Pour 60% des entreprises, la principale cause des retards de paiement est le manque de trésorerie. En dépit d’avancées législatives, près de 80% des entreprises disent ne pas réclamer les intérêts de retard, pour éviter des litiges et la perte de leur client. Ainsi, les retards de paiement domestiques sont en hausse de 10% ces deux dernières années.

Le délai moyen de paiement atteint 52 jours en moyenne (près de deux semaines de plus qu’il y a deux ans). Alors qu’il est de 48 jours pour l’Europe de l’ouest. On constate également un pourcentage de créances restant impayées plus de 90 jours après l’échéance plus élevé en France que dans le reste de l’Europe de l’ouest. Or l’accumulation d’impayés met rapidement une trésorerie en péril, avec pour conséquence, à plus ou moins long terme, le risque de défaillance de l’entreprise. La France est le seul pays où le nombre de faillites reste à un niveau aussi élevé (62.300 prévues en 2015).

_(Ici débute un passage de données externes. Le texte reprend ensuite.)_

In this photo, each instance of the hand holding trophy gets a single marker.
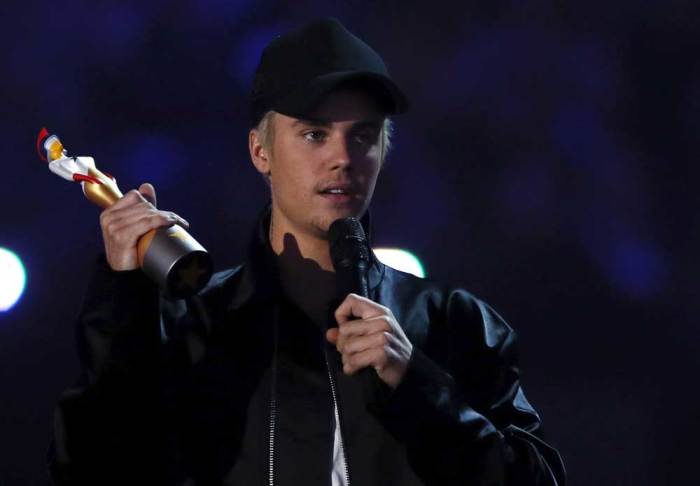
(168, 254)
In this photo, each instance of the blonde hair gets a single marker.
(266, 134)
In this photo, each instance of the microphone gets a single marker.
(350, 255)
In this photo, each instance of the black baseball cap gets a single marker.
(298, 69)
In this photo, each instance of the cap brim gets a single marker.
(302, 101)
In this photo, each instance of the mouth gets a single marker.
(338, 193)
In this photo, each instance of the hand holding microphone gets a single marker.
(368, 335)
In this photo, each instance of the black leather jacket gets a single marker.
(236, 386)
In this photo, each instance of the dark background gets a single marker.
(548, 164)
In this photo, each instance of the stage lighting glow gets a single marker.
(12, 279)
(401, 260)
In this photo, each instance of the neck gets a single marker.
(306, 270)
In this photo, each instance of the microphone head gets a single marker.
(348, 243)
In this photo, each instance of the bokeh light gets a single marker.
(12, 279)
(401, 260)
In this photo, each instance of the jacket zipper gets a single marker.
(336, 411)
(273, 410)
(273, 403)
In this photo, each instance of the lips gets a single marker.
(338, 192)
(339, 189)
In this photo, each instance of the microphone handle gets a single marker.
(352, 278)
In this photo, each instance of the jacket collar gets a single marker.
(259, 283)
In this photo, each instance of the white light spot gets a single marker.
(12, 279)
(401, 260)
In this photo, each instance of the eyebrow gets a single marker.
(327, 123)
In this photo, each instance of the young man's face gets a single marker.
(325, 168)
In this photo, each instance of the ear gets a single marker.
(258, 154)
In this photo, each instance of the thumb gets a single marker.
(149, 192)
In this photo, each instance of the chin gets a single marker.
(323, 223)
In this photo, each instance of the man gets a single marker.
(263, 377)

Les secteurs du BTP, de l’hébergement-restauration, du meuble, de l’habillement, des transports routiers de fret sont les plus touchés. L’Ile-de-France, Rhône-Alpes et Provence-Alpes-Côte d’Azur concentrent les défaillances d’entreprises, représentant 26.000 faillites à elles trois .

 

 

Les entreprises dans l'expectative

Pour beaucoup d’entreprises, les prochains mois sont placés sous le signe de la prudence. En effet, le contexte reste instable. Leurs marges sont de plus en plus faibles. Leurs charges fixes sont à financer avec des fonds de roulement souvent bas. Ce qui peut d’ailleurs expliquer l’allongement des délais de paiement. L’investissement frémit, mais reste fragile.

Dans ces conditions, recruter n’est pas une priorité. Les entreprises préfèrent attendre que la reprise annoncée se confirme, avec un redémarrage net et durable de leur activité. De fait, le nombre de demandeurs d’emploi reste alarmant. Une récente enquête montre toutefois que l’intérim a augmenté de 2,6% en juillet . Un signe positif, bien que le chiffre d’affaires du secteur connaisse un parcours en dents de scie, qui masque une inquiétante dynamique : de juin 2011 à juin 2015, le nombre d'intérimaires a chuté de 7,3% .

Mais ne soyons pas totalement pessimistes. Les entreprises du CAC 40 affichent de bons résultats (espérons qu’elles ne souffriront pas trop de la crise chinoise…). C’est sûrement ce qui fait dire à nos dirigeants que la reprise est là. Peut-on en dire autant pour les TPE et PME qui constituent 95% du paysage économique français ? Il est encore trop tôt pour répondre, même si le climat des affaires s’est amélioré ces dernières semaines. Du reste, en voyant que les recettes de TVA n’augmentent toujours pas au moment où il cherche à boucler son budget 2016, l’Etat sait bien qu’il se réjouit un peu vite.